Николай опустил ключ в карман подрясника и обернулся. Тоня покинула группу прихожанок, стоящих в стороне, и подходила к нему слегка вихляющей походкой. Девка была в самом соку, кровь с молоком; её груди и ягодицы казались упругими, как мячики. Юбка и блузка были ей маловаты; мячики рвались наружу, как бы призывая парней проверить их упругость.
Ишь как идёт! – подумал Николай. – А ведь лет через десять расползётся, как квашня.

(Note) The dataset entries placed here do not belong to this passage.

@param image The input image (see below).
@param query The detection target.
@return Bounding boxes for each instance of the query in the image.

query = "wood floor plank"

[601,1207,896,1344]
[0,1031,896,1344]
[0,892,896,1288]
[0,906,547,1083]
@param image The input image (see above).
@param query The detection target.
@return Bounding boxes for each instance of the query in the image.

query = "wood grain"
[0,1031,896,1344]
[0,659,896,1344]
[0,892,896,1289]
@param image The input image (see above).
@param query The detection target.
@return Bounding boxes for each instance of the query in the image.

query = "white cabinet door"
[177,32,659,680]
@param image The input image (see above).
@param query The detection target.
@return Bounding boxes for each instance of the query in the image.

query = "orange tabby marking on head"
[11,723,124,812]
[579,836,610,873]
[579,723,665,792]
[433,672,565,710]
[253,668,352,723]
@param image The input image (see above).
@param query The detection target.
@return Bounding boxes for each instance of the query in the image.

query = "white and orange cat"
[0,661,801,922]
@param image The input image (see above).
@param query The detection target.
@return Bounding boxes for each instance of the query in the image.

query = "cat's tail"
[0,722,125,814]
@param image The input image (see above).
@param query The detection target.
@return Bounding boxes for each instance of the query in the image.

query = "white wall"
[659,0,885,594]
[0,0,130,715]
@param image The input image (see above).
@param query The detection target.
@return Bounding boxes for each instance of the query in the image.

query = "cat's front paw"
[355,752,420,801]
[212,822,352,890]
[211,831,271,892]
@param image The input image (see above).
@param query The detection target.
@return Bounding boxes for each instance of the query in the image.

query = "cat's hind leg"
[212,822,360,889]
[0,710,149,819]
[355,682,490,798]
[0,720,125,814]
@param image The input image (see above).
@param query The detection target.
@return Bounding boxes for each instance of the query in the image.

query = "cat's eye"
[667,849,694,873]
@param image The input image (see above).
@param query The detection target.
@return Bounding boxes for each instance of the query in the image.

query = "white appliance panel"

Для городской это стало бы трагедией, а она и внимания не обратит, как будто так и надо. У неё другое на уме – мечтает стать попадьёй, родить пять-шесть огольцов и пить по вечерам чай с малиновым вареньем. Простое женское счастье, имеет право. Но ему-то это за что? Вот, уже подходит, сейчас опять начнёт.
Николай не ошибся, он услышал то же, что и всегда.
– Батюшка, я согрешила!
– Что, опять сон?
– Опять, опять! Он, проклятущий!
– Тот же самый?
– Нет, новый! Про колокольцы. Снилось мне, что сижу я в избе, и вдруг на улице зазвенели колокольцы. Я окно распахнула, высунулась, чтобы посмотреть, а тут вы сзади подошли, юбку мне задрали…
– Хватит! – прервал её Николай. – Мне уже всё понятно. Сон грешный, но твоей вины тут нет. Прочтёшь перед сном «Отче наш» десять раз, и будет с тебя. Всё, дочь моя, иди и не греши.
Он обошёл Тоню и быстрым шагом направился к своей избе. На него слова «дочь моя» действовали как холодный душ – ещё бы, это же прямая отсылка к табу на инцест. А Тоньке хоть бы что; она называла его батюшкой и тут же норовила рассказать очередной выдуманный сон, где он был в роли героя-любовника. Наивная девка надеялась, что такой незатейливый способ соблазнения в конце концов подействует. Но надеялась она напрасно, батюшку её эротические фантазии ничуть не возбуждали. Мыслями он был уже далеко – дома Николая ждала его чертовка.
2
Черти любят являться людям с бодуна, и чертовка не стала исключением. В тот вечер Николай напился вусмерть; да и как было не напиться. Позвонил бывший ротный, сказал, что Дёмин повесился. Димка Дёмин, старый друг, боевой офицер. Он остался без ног, подорвавшись на мине в Змеином ущелье. Когда в госпитале ему принесли орден, сказал, что на хрен ему эта железка, лучше бы наградили именным оружием. Николай тогда подумал, что это было бы совсем не лучше, это был бы такой соблазн… А оно вот как в итоге обернулось…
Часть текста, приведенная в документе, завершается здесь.